Many business optimisation problems can be posed as uplift modeling problems like this, by choosing the appropriate Maximize, Constraint and Constraint Offset KPIs. Perhaps the most common case is discussed in detail by Goldenberg, Albert, Bernardi and Estevez [2]. They consider a problem where you want to use a promotion to maximize the number of converting customers, while meeting an ROI constraint. Their solution can be rephrased as a fractional uplift modelling problem by targeting customers based on $f_\delta(X)$ where:

  • Maximize KPI = The number of conversions
  • Constraint KPI = The cost of the treatment
  • Constraint offset KPI = The revenue from that customer
  • Constraint offset scale = The target RoI

See examples/end_to_end_example.ipynb for more examples of how fractional uplift can be used to solve different problems.

Data requirements

Training a fractional uplift model requires user level data, containing examples of users who were exposed to a specific treatment, and examples where they were not. For best results, this data should be generated from a randomised controlled trial (A/B test), but it can work with observational data too.

Data from a randomised controlled trial (recommended)

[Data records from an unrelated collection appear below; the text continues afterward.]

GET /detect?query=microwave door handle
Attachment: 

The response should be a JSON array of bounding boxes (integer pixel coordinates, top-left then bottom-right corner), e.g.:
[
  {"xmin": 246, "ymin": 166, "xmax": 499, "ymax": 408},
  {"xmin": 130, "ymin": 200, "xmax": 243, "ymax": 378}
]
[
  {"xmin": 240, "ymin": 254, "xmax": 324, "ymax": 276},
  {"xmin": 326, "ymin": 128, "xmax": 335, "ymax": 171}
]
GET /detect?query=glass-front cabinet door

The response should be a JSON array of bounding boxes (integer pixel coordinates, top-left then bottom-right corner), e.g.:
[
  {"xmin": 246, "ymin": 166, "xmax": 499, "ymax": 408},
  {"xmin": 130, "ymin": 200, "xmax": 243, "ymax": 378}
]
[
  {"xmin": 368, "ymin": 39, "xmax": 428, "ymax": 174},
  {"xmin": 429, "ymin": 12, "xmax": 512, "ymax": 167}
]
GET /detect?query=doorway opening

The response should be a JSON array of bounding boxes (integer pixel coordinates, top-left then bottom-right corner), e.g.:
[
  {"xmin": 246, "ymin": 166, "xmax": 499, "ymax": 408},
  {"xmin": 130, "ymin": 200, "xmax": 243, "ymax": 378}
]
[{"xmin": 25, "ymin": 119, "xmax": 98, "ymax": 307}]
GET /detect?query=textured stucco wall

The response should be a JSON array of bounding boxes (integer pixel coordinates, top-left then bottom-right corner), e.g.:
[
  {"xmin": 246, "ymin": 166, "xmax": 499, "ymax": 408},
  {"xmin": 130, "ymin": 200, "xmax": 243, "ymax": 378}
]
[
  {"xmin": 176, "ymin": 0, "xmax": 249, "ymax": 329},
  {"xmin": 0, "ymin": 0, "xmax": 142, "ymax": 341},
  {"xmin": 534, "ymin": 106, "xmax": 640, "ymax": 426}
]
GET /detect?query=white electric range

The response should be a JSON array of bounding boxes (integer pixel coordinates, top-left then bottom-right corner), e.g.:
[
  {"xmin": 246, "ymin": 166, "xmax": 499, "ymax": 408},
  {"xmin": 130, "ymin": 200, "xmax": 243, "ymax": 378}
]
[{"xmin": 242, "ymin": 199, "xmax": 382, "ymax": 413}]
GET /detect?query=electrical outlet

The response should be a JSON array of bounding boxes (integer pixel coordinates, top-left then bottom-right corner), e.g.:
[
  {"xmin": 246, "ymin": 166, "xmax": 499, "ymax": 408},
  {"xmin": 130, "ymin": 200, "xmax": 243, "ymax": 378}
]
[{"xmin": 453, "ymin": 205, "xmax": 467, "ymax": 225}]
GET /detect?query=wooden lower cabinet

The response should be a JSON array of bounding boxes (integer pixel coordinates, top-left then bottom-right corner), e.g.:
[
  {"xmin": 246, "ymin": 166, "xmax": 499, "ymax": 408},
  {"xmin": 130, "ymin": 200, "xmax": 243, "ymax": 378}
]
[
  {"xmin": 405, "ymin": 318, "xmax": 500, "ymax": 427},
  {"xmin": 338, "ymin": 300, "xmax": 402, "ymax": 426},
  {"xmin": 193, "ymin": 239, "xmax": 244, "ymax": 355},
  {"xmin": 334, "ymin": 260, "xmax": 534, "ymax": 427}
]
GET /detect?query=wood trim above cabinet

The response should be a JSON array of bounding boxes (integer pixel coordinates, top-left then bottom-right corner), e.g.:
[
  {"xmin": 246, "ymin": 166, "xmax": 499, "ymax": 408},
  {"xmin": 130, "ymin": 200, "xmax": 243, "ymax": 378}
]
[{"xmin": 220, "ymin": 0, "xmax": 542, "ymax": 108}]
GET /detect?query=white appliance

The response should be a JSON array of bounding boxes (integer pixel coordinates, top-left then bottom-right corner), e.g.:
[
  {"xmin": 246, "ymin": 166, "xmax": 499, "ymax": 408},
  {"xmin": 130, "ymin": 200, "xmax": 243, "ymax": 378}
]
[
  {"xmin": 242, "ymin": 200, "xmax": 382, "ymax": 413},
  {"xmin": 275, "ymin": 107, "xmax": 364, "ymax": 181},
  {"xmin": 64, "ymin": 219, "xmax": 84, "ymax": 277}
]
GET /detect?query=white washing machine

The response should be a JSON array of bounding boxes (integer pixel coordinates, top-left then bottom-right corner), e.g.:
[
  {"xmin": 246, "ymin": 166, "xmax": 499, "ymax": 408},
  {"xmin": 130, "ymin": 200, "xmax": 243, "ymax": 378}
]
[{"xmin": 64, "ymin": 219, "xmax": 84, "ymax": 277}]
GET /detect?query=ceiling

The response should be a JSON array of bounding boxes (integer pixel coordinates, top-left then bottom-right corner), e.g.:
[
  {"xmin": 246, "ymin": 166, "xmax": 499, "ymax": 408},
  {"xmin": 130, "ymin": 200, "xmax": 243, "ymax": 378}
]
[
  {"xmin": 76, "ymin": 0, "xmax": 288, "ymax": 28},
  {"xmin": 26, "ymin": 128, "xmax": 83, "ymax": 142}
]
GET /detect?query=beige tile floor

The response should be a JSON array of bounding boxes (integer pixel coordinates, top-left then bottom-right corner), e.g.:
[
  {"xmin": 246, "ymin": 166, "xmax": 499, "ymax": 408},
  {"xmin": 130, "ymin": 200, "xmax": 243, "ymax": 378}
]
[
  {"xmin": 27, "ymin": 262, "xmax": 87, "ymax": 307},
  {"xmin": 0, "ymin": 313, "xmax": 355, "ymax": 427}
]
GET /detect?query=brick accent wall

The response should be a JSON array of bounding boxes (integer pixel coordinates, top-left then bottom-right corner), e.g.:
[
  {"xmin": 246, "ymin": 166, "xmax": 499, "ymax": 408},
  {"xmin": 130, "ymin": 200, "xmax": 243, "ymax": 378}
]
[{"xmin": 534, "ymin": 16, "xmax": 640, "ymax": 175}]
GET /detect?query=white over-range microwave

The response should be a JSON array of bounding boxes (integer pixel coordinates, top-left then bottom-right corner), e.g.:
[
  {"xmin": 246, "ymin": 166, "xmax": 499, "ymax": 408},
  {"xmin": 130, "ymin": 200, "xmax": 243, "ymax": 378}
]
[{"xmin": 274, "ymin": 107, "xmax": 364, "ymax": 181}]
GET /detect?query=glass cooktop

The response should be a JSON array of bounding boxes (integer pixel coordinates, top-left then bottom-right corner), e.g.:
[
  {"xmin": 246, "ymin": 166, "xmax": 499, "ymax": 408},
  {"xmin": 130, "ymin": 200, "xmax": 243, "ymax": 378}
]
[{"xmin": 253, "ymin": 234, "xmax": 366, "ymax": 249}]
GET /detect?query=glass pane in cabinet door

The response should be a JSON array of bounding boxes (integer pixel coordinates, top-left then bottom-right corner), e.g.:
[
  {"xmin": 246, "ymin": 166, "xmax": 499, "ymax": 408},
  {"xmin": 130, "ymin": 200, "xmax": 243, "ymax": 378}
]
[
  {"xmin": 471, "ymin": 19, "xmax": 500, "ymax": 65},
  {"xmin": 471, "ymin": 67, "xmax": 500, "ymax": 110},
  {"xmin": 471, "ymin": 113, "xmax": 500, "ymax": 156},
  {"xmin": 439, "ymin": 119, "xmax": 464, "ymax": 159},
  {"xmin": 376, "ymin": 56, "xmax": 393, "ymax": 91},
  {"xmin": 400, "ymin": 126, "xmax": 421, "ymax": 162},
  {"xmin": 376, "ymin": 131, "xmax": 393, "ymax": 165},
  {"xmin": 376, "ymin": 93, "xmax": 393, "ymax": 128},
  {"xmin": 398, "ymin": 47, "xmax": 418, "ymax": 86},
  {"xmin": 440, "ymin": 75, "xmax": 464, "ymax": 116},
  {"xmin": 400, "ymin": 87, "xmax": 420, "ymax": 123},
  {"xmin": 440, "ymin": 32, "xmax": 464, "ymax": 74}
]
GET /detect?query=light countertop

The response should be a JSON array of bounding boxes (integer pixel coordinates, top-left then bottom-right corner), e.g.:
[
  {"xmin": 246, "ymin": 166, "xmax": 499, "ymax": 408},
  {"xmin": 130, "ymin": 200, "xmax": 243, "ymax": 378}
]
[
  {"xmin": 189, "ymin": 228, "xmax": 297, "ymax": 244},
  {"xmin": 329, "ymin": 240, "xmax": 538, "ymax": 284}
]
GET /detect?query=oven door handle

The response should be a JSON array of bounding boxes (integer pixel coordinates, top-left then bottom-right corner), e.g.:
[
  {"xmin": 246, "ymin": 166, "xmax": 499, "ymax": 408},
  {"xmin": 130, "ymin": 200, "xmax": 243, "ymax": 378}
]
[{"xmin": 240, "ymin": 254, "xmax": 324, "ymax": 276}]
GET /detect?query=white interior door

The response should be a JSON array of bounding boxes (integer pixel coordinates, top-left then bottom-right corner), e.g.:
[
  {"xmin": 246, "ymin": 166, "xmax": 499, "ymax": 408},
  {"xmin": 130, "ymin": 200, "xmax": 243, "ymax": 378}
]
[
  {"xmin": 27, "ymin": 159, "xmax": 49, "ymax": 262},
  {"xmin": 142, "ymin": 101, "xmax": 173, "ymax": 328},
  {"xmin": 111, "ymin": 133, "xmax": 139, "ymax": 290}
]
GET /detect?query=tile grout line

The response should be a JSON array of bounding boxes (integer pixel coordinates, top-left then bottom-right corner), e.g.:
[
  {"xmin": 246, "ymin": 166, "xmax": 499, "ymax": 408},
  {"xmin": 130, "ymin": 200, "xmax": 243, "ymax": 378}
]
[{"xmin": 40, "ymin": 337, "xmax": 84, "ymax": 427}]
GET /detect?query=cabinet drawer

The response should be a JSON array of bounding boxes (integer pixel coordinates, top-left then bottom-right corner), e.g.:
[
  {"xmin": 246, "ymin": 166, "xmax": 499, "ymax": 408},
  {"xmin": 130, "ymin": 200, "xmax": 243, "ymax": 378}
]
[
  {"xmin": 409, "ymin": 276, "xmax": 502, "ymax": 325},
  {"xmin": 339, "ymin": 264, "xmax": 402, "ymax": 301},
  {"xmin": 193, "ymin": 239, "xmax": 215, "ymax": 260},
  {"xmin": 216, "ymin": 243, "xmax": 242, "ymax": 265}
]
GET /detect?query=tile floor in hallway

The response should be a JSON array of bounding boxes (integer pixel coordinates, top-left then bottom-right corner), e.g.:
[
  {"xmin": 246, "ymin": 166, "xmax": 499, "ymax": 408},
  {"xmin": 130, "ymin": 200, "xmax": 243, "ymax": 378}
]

The input data must be a table, where each row is a different customer, and with the following schema:

  • is_treated (int): Was the customer exposed to the treatment, 1 = yes, 0 = no
  • treatment_propensity (float): The probability that this user would be assigned to the treatment group. As this data comes from a randomised controlled trial, the treatment propensity will be the same for every user, and should be equal to the fraction of traffic in the experiment where the treatment was applied.
  • maximize_kpi (float): The value of the maximize KPI for this customer.
  • constraint_kpi (float): The value of the constraint KPI for this customer.
  • constraint_offset_kpi (float): The value of the constraint offset KPI for this customer (optional).
  • feature_1 ... feature_n: (float or string): The features to be used to predict the uplift (multiple columns).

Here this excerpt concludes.